Très critique, lui aussi, contre le pouvoir, Maxo Laguerre qui dit avoir été propriétaire à la rue de l’Enterrement depuis 1969, a vertement critiqué la manière dont les autorités ont procédé pour faire cette expropriation. « …C’est un Etat dépravé, un Etat délinquant. Si l’Etat était responsable, il devrait penser à nous reloger avant de nous délocaliser et de nous jeter à la rue comme de vulgaires animaux », a-t-il martelé, indiquant qu’il est difficile pour beaucoup de propriétaires de trouver tous les documents exigés en raison du tremblement de terre de 2010 qui a tout chambardé.

« Je croyais qu’on allait procéder au moins de la même façon que les ONGs ont fait pour déloger et reloger les déplacés du séisme », a pour sa part concédé Louicher Pierre Charles, le visage émacié, qui se souvient encore, avec peine, de ce jour où des poids lourds du MTPTC les ont pris au dépourvu pour démolir leurs maisons. M. Pierre Charles, la quarantaine entamé, qui dit avoir vécu à la rue de la Réunion pendant 22 ans, estime que l’Etat doit « inévitablement » considérer le cas de toutes les victimes, qu’elles aient des papiers ou pas, qu’elles soient propriétaires ou locataires. « On ne peut pas nous jeter dans la rue comme ça, c’est de la méchanceté, c’est du non-respect pour nos droits. Il faut au moins nous aider à louer un appartement … », a déploré Pierre Charles.

« Seulement 213 propriétaires ont déposé leurs dossiers, 80 ont été dédommagés à date »

Selon le secrétaire exécutif du Comité permanent d’acquisition amiable (CAP) – bureau de doléances des expropriés –, Jasmin Eric, ledit bureau reçoit, depuis son ouverture en juillet dernier, une trentaine de dossiers chaque jour. « Nous avions en général plus de 400 propriétés que nous devions exproprier, ajoute-t-il, mais nous n’avons reçu que 213 dossiers. Ceux-ci sont déposés à la DGI mais beaucoup n’arrivent pas encore au bureau du notaire Jean Henry Céant. Dans ces 213 dossiers reçus, certains papiers manquent et beaucoup ne sont pas authentiques … Mais on a déjà payé pour environ 80 propriétés. »
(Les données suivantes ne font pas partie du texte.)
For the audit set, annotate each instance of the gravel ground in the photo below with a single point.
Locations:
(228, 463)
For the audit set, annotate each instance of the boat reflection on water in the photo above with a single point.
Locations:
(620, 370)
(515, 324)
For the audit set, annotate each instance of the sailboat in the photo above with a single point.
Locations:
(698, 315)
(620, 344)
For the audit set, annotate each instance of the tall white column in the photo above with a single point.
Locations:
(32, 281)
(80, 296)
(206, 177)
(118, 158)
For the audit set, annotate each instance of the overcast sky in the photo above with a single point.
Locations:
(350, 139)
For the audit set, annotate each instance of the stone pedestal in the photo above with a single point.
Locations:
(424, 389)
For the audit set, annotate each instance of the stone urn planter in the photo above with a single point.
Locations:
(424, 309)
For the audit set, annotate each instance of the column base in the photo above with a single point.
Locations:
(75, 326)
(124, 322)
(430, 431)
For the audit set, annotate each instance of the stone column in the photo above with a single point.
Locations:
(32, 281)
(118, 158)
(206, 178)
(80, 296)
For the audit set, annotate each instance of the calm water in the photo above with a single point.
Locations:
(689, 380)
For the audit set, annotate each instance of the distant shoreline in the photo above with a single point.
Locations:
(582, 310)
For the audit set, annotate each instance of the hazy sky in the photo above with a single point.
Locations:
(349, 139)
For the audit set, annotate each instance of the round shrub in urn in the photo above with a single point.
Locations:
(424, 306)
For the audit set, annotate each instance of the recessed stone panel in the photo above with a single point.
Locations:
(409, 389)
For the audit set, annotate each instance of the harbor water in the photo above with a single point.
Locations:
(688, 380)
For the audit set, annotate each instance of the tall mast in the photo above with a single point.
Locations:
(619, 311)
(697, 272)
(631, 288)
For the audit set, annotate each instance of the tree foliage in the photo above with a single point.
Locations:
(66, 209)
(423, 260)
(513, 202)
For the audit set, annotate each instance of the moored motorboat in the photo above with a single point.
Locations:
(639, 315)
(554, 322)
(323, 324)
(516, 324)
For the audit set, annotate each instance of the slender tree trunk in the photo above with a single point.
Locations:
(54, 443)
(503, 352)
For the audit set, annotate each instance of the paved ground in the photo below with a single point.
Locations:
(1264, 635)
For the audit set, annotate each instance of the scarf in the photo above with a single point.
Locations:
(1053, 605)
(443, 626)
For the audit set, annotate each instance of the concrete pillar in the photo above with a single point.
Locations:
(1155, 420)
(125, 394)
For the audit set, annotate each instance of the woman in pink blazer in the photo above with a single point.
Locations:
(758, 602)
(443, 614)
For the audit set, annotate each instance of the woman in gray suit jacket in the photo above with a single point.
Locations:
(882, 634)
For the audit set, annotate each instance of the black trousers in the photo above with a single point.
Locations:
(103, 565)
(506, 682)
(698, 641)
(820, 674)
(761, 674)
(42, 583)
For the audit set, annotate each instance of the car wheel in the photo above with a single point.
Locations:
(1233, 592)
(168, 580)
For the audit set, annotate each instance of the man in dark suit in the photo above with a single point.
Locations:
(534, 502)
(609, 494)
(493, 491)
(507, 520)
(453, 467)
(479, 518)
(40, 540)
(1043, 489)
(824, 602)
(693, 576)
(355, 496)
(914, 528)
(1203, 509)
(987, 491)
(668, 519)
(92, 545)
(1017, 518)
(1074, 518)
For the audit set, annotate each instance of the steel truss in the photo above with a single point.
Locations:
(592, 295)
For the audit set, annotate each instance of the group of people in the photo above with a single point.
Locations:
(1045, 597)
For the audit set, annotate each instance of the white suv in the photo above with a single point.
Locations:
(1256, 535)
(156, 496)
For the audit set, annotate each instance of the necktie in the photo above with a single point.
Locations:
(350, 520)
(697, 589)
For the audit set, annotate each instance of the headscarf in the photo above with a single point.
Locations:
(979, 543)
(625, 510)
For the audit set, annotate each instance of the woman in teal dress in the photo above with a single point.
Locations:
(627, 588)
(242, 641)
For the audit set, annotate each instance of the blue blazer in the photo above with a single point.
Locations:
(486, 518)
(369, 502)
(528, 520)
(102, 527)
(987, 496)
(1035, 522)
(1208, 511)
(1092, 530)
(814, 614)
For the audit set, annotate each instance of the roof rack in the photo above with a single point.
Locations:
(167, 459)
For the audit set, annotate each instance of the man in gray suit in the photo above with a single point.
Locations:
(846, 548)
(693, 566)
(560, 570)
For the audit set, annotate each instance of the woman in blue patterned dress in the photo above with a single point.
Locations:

Conscient que le processus de dédommagement prend du temps, le secrétaire exécutif appelle les propriétaires à mettre leurs documents en règle en vue de faciliter les responsables dans cette démarche. « Si vos papiers ne sont pas en règle, conseille l’ingénieur Eric, il faut retourner chez votre notaire pour régulariser votre cas. Vous devez présenter tous les documents exigés et ils doivent être authentiques. C’est vrai que le processus est lent mais une fois que vos papiers sont corrects, vous aurez satisfaction », a-t-il expliqué, appelant les concernés à la patience et au calme.